We found several contigs within our data set that have a bacterial origin, which was not unexpected because we used whole snails, including the digestive gland. For example, Vera et al. (2008) also found microbial sequences in their butterfly data set, including an intracellular parasite. In our case, these microbial sequences are interesting because they reflect characteristics of the environment. Littorina saxatilis feeds on the epilithic biofilm of diatoms, cyanobacteria and bacteria (Norton et al., 1990). Microgradients of light, moisture, temperature and wave exposure are common in the rocky intertidal habitats, and this determines the distribution, diversity and abundance of algae and invertebrates (Menge & Branch, 2001). Thus, we might expect the resources available to differ between ecotypes. Some of the contigs identified showed marked differences either in SNP frequency or in abundance of reads between the ecotypes, and most of these had Blastn matches with cyanobacteria (see Table S7). Our results suggest that the microbial biofilm may differ between tidal levels, and this provides another, previously unrecognized, habitat axis that may contribute to the divergent selection that operates on Littorina populations, as well as on other marine gastropods.

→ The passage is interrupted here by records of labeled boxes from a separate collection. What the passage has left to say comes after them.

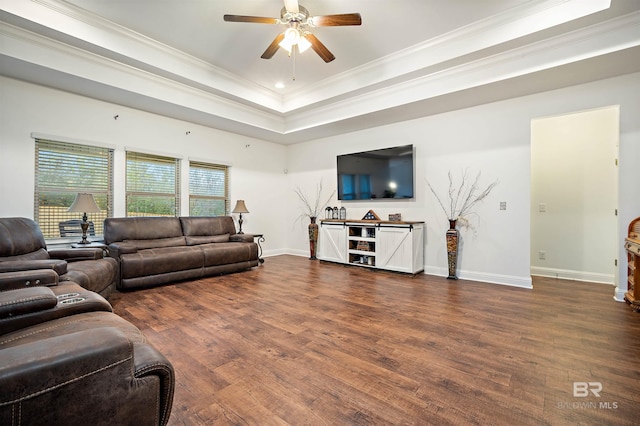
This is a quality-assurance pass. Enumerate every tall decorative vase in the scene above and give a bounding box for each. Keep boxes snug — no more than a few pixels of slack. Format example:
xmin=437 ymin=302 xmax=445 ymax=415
xmin=446 ymin=220 xmax=459 ymax=280
xmin=309 ymin=216 xmax=318 ymax=260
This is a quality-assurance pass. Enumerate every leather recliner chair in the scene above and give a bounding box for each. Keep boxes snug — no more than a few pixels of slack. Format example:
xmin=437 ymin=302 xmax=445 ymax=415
xmin=0 ymin=269 xmax=175 ymax=426
xmin=0 ymin=217 xmax=118 ymax=298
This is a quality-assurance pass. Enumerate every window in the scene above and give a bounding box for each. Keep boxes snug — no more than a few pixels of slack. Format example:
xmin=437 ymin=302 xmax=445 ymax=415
xmin=189 ymin=161 xmax=229 ymax=216
xmin=34 ymin=139 xmax=113 ymax=238
xmin=126 ymin=151 xmax=180 ymax=216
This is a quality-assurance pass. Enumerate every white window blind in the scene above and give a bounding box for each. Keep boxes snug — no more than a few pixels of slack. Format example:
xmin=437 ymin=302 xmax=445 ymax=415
xmin=34 ymin=139 xmax=113 ymax=239
xmin=126 ymin=151 xmax=180 ymax=216
xmin=189 ymin=161 xmax=229 ymax=216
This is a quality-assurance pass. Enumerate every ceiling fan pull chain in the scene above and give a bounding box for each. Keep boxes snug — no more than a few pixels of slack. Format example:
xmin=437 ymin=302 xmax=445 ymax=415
xmin=291 ymin=46 xmax=298 ymax=81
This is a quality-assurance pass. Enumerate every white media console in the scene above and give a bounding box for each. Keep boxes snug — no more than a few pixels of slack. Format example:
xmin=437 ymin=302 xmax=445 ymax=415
xmin=317 ymin=219 xmax=424 ymax=274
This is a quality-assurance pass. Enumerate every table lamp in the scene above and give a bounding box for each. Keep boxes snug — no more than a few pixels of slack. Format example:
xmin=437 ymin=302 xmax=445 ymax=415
xmin=231 ymin=200 xmax=249 ymax=234
xmin=67 ymin=192 xmax=100 ymax=244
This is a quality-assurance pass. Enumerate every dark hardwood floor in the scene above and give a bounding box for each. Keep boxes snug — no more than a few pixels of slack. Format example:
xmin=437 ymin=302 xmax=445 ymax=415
xmin=111 ymin=256 xmax=640 ymax=425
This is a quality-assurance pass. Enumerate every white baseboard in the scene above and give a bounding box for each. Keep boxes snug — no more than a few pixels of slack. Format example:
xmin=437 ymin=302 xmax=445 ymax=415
xmin=531 ymin=266 xmax=614 ymax=285
xmin=424 ymin=266 xmax=533 ymax=289
xmin=613 ymin=287 xmax=627 ymax=303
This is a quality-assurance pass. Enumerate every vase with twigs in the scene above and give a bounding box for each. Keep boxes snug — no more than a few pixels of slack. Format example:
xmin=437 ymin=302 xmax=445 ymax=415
xmin=294 ymin=180 xmax=336 ymax=260
xmin=427 ymin=170 xmax=498 ymax=280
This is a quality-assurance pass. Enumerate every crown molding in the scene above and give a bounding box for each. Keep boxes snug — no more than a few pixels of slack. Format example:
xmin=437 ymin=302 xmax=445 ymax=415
xmin=284 ymin=0 xmax=611 ymax=112
xmin=287 ymin=12 xmax=640 ymax=132
xmin=0 ymin=22 xmax=284 ymax=132
xmin=1 ymin=0 xmax=611 ymax=113
xmin=0 ymin=0 xmax=282 ymax=111
xmin=0 ymin=0 xmax=640 ymax=143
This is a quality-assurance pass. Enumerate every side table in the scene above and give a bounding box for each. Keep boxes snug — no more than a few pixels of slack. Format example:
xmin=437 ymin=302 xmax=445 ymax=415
xmin=244 ymin=234 xmax=265 ymax=263
xmin=71 ymin=241 xmax=109 ymax=255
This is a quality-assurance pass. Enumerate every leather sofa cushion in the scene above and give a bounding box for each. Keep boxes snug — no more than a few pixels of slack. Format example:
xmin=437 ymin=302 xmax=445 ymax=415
xmin=0 ymin=282 xmax=111 ymax=335
xmin=0 ymin=311 xmax=146 ymax=349
xmin=0 ymin=217 xmax=49 ymax=259
xmin=0 ymin=287 xmax=58 ymax=319
xmin=185 ymin=234 xmax=229 ymax=246
xmin=180 ymin=216 xmax=236 ymax=237
xmin=0 ymin=248 xmax=50 ymax=262
xmin=120 ymin=246 xmax=204 ymax=279
xmin=104 ymin=217 xmax=183 ymax=245
xmin=66 ymin=257 xmax=118 ymax=297
xmin=124 ymin=237 xmax=185 ymax=250
xmin=0 ymin=259 xmax=68 ymax=275
xmin=198 ymin=243 xmax=258 ymax=267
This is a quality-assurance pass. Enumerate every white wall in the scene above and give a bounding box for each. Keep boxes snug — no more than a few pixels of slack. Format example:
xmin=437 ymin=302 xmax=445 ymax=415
xmin=531 ymin=106 xmax=619 ymax=284
xmin=0 ymin=77 xmax=287 ymax=254
xmin=0 ymin=73 xmax=640 ymax=294
xmin=288 ymin=73 xmax=640 ymax=292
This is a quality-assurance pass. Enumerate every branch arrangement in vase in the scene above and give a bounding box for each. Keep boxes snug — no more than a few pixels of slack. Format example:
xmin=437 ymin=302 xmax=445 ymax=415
xmin=294 ymin=180 xmax=336 ymax=220
xmin=427 ymin=170 xmax=498 ymax=224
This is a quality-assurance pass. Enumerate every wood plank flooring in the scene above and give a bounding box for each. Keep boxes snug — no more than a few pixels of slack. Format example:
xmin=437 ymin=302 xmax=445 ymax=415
xmin=110 ymin=256 xmax=640 ymax=425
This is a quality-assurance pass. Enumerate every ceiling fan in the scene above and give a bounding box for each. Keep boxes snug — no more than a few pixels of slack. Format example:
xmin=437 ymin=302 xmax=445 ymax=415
xmin=224 ymin=0 xmax=362 ymax=62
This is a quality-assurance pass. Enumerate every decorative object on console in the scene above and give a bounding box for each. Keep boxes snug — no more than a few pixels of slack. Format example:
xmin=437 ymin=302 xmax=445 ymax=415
xmin=362 ymin=210 xmax=380 ymax=220
xmin=324 ymin=206 xmax=333 ymax=219
xmin=294 ymin=180 xmax=338 ymax=260
xmin=427 ymin=170 xmax=498 ymax=280
xmin=340 ymin=207 xmax=347 ymax=220
xmin=231 ymin=200 xmax=249 ymax=234
xmin=309 ymin=217 xmax=318 ymax=260
xmin=67 ymin=192 xmax=100 ymax=244
xmin=624 ymin=217 xmax=640 ymax=312
xmin=446 ymin=220 xmax=460 ymax=280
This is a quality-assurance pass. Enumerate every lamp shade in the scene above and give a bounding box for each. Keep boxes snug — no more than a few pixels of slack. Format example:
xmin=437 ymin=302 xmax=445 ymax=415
xmin=67 ymin=192 xmax=100 ymax=213
xmin=231 ymin=200 xmax=249 ymax=213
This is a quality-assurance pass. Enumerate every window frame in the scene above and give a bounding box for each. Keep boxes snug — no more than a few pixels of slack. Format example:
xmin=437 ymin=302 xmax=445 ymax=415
xmin=189 ymin=160 xmax=231 ymax=216
xmin=125 ymin=150 xmax=181 ymax=217
xmin=33 ymin=137 xmax=114 ymax=241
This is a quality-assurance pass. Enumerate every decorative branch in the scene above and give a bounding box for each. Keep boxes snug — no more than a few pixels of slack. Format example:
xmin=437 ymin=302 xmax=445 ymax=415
xmin=427 ymin=170 xmax=498 ymax=220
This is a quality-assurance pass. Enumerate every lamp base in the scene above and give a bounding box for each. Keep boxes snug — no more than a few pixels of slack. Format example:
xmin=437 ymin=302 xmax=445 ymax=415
xmin=238 ymin=213 xmax=244 ymax=234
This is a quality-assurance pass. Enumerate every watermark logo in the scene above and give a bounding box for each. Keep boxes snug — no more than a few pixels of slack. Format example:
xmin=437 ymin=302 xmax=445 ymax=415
xmin=557 ymin=382 xmax=618 ymax=410
xmin=573 ymin=382 xmax=602 ymax=398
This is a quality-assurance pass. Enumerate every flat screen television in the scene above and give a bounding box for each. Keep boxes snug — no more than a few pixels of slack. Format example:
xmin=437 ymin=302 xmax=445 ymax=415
xmin=337 ymin=145 xmax=414 ymax=201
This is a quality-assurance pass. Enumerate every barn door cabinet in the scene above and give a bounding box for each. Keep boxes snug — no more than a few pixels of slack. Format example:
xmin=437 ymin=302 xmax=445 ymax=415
xmin=624 ymin=217 xmax=640 ymax=312
xmin=318 ymin=219 xmax=424 ymax=274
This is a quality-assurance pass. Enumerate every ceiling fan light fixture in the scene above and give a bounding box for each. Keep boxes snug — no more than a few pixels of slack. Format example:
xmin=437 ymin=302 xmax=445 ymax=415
xmin=298 ymin=36 xmax=311 ymax=53
xmin=278 ymin=28 xmax=300 ymax=53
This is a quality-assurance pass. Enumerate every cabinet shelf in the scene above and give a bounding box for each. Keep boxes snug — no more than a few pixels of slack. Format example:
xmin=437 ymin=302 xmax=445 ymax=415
xmin=624 ymin=217 xmax=640 ymax=312
xmin=318 ymin=220 xmax=424 ymax=274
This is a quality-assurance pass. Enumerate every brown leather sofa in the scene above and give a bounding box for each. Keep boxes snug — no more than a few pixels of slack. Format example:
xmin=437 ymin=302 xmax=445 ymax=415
xmin=104 ymin=216 xmax=259 ymax=290
xmin=0 ymin=269 xmax=175 ymax=426
xmin=0 ymin=217 xmax=118 ymax=298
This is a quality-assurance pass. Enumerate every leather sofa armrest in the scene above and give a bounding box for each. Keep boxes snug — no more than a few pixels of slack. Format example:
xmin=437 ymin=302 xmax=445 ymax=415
xmin=49 ymin=247 xmax=104 ymax=262
xmin=0 ymin=287 xmax=58 ymax=319
xmin=0 ymin=259 xmax=67 ymax=275
xmin=134 ymin=344 xmax=175 ymax=424
xmin=0 ymin=269 xmax=58 ymax=291
xmin=109 ymin=242 xmax=138 ymax=259
xmin=229 ymin=234 xmax=254 ymax=243
xmin=0 ymin=327 xmax=173 ymax=425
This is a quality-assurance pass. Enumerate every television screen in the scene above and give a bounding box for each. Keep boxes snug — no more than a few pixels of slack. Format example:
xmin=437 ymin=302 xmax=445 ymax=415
xmin=337 ymin=145 xmax=413 ymax=200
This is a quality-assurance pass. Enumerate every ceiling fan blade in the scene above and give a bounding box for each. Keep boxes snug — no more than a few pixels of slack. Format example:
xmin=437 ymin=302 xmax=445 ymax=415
xmin=284 ymin=0 xmax=300 ymax=13
xmin=304 ymin=33 xmax=336 ymax=62
xmin=224 ymin=15 xmax=280 ymax=24
xmin=261 ymin=33 xmax=284 ymax=59
xmin=309 ymin=13 xmax=362 ymax=27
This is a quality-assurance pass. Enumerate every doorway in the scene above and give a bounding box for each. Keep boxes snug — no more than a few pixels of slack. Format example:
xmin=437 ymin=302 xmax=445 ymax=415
xmin=531 ymin=106 xmax=620 ymax=285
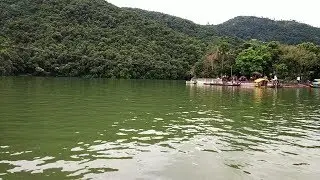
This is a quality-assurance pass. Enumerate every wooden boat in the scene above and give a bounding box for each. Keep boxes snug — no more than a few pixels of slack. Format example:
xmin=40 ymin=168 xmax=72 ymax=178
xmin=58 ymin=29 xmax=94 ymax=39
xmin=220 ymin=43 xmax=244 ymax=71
xmin=309 ymin=79 xmax=320 ymax=88
xmin=203 ymin=81 xmax=241 ymax=86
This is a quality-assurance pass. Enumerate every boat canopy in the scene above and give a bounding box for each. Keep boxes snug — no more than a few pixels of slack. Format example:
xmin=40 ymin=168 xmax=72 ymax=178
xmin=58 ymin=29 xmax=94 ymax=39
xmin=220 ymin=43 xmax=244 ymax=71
xmin=254 ymin=78 xmax=269 ymax=83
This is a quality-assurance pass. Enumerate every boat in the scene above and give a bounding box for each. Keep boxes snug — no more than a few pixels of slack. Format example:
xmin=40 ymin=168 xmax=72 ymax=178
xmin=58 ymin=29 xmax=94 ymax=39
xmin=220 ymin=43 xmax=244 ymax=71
xmin=309 ymin=79 xmax=320 ymax=88
xmin=203 ymin=81 xmax=241 ymax=86
xmin=254 ymin=78 xmax=269 ymax=87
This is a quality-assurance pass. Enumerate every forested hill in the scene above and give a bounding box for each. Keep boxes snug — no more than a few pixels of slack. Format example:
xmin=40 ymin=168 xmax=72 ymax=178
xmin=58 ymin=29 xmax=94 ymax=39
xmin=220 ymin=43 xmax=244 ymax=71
xmin=0 ymin=0 xmax=206 ymax=79
xmin=0 ymin=0 xmax=320 ymax=79
xmin=215 ymin=16 xmax=320 ymax=44
xmin=125 ymin=8 xmax=218 ymax=41
xmin=127 ymin=8 xmax=320 ymax=44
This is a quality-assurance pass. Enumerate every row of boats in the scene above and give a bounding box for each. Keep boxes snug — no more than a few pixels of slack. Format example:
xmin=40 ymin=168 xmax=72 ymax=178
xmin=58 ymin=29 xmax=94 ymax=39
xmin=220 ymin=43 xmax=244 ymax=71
xmin=186 ymin=78 xmax=320 ymax=88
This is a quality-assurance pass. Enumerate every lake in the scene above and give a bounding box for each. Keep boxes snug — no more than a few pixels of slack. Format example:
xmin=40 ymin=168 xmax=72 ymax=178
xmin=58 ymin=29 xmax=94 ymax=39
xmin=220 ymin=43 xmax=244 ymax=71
xmin=0 ymin=77 xmax=320 ymax=180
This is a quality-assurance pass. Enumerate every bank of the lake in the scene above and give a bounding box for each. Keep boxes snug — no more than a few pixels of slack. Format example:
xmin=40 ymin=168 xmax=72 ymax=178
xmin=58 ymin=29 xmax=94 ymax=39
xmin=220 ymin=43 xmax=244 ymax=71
xmin=0 ymin=77 xmax=320 ymax=180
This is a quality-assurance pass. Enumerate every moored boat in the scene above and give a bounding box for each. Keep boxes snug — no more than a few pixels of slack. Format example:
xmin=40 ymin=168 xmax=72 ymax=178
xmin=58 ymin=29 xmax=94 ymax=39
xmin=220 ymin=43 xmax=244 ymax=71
xmin=309 ymin=79 xmax=320 ymax=88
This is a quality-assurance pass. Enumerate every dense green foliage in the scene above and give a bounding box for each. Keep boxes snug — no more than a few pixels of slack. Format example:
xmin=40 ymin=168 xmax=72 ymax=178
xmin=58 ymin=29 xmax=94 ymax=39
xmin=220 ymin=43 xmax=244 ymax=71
xmin=215 ymin=16 xmax=320 ymax=44
xmin=195 ymin=40 xmax=320 ymax=81
xmin=0 ymin=0 xmax=206 ymax=79
xmin=0 ymin=0 xmax=320 ymax=79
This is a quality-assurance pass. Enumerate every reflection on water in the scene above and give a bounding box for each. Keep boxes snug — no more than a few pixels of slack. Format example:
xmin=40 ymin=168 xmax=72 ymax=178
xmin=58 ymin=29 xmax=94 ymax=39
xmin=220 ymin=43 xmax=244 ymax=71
xmin=0 ymin=78 xmax=320 ymax=179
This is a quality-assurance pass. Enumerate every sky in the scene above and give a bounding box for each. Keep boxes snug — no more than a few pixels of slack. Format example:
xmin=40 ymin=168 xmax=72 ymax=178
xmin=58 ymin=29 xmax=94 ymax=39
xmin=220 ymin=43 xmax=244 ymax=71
xmin=107 ymin=0 xmax=320 ymax=27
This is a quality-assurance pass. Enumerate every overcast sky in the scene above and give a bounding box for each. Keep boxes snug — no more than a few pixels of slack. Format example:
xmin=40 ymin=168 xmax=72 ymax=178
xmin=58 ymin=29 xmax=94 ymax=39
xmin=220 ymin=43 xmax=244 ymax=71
xmin=107 ymin=0 xmax=320 ymax=27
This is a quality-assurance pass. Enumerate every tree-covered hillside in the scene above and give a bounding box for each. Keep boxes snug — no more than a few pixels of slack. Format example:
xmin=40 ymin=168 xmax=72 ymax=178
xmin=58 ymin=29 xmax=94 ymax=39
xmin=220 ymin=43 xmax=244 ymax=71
xmin=215 ymin=16 xmax=320 ymax=44
xmin=0 ymin=0 xmax=206 ymax=79
xmin=126 ymin=8 xmax=218 ymax=41
xmin=0 ymin=0 xmax=320 ymax=79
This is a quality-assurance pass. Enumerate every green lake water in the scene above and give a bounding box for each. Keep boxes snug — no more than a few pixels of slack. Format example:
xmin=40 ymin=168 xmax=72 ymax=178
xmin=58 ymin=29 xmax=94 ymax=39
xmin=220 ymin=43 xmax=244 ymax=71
xmin=0 ymin=77 xmax=320 ymax=180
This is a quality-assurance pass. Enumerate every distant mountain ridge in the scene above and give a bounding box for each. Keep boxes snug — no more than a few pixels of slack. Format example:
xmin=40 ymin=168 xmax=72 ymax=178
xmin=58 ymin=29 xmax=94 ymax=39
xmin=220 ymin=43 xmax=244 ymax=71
xmin=126 ymin=8 xmax=320 ymax=44
xmin=0 ymin=0 xmax=320 ymax=79
xmin=215 ymin=16 xmax=320 ymax=44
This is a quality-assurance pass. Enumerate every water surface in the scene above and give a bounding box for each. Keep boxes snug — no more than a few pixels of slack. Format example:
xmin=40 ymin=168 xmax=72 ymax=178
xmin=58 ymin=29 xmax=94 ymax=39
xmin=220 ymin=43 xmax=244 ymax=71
xmin=0 ymin=77 xmax=320 ymax=179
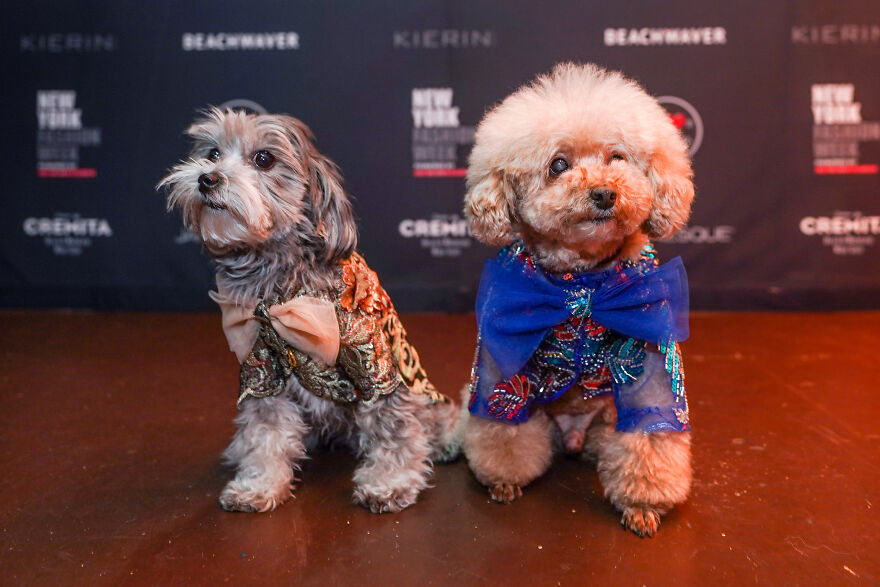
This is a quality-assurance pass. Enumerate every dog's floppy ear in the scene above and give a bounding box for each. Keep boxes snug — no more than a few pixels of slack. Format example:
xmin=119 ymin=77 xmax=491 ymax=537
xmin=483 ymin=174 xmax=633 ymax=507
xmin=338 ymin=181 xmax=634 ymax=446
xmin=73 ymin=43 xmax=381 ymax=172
xmin=464 ymin=170 xmax=515 ymax=246
xmin=284 ymin=116 xmax=357 ymax=262
xmin=642 ymin=123 xmax=694 ymax=239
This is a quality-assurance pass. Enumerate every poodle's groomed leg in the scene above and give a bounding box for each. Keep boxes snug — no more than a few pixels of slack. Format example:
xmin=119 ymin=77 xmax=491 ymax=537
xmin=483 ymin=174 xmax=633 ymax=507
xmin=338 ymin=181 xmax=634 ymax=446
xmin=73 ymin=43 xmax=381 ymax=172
xmin=588 ymin=408 xmax=692 ymax=536
xmin=353 ymin=387 xmax=432 ymax=514
xmin=220 ymin=396 xmax=308 ymax=512
xmin=418 ymin=399 xmax=461 ymax=463
xmin=462 ymin=411 xmax=553 ymax=503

Sequences matching the bacterivorous ciliate C. glaucoma were also identified within the contigs with reads present only in the H ecotype. Ciliates can be observed inside of the brood pouch of female L. saxatilis, in contact with the developing embryos (personal observation), and are likely to be this species. We do not know whether they have negative effects on the reproductive success or what proportion of each ecotype is infested. These two questions should be addressed in future studies.